Club Brings Together Students Interested in AI

MGEN Adjunct Faculty David de Hilster created the NL Blockchain Club to give students the opportunity to design and build an AI ecosystem using blockchain and a programming language called NLP++.
This article originally appeared on Northeastern Global News. It was published by Cesareo Contreras. Main photo: David de Hilster, a Northeastern University engineering professor, will lead the NLP blockchain project. Photo by Kelly Gavin.
Northeastern professor using blockchain to build better human-inspired AI systems
This fall, students at Northeastern University’s Miami campus will have the opportunity to join a new club with an ambitious mission: to design and build decentralized AI systems using the blockchain and a programming language called NLP++.

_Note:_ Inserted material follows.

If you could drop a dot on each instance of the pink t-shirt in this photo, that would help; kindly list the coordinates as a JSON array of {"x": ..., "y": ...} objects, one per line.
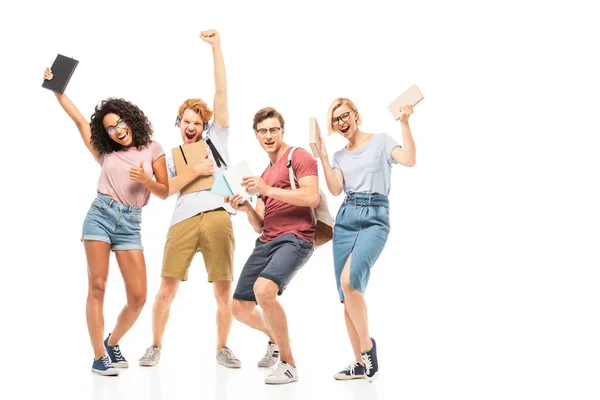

The club — open to all students — is being launched by David de Hilster, an engineering professor and longtime computer language developer. It will serve as a collaborative hub for students interested in AI, language, and distributed systems, and will be tasked with creating the foundational framework to integrate de Hilster’s logic-based programming language into the blockchain.
The hope is to create an AI ecosystem driven not by statistical guesswork, but by logic, rules, and transparency, he says.
“The goal is to create an open, decentralized ecosystem for developing, maintaining and using linguistic resources — for every human language and topic domain,” de Hilster says. “Without the blockchain, NLP++ is a standalone programming language. With the blockchain, NLP++ becomes replete with dictionaries, knowledge and algorithms that perform at human level and in a trustworthy manner.”
A product of the modern web, a blockchain is a decentralized and distributed ledger that stores records of transactions across a cluster of computer systems. Cryptocurrencies such as bitcoin and Ethereum are built on the blockchain.
Twenty-five years ago, de Hilster set out to develop a method for computers to analyze and interpret text the same way that humans think. The result was Natural Language Processing ++, or NLP++, a computer programming language he co-developed.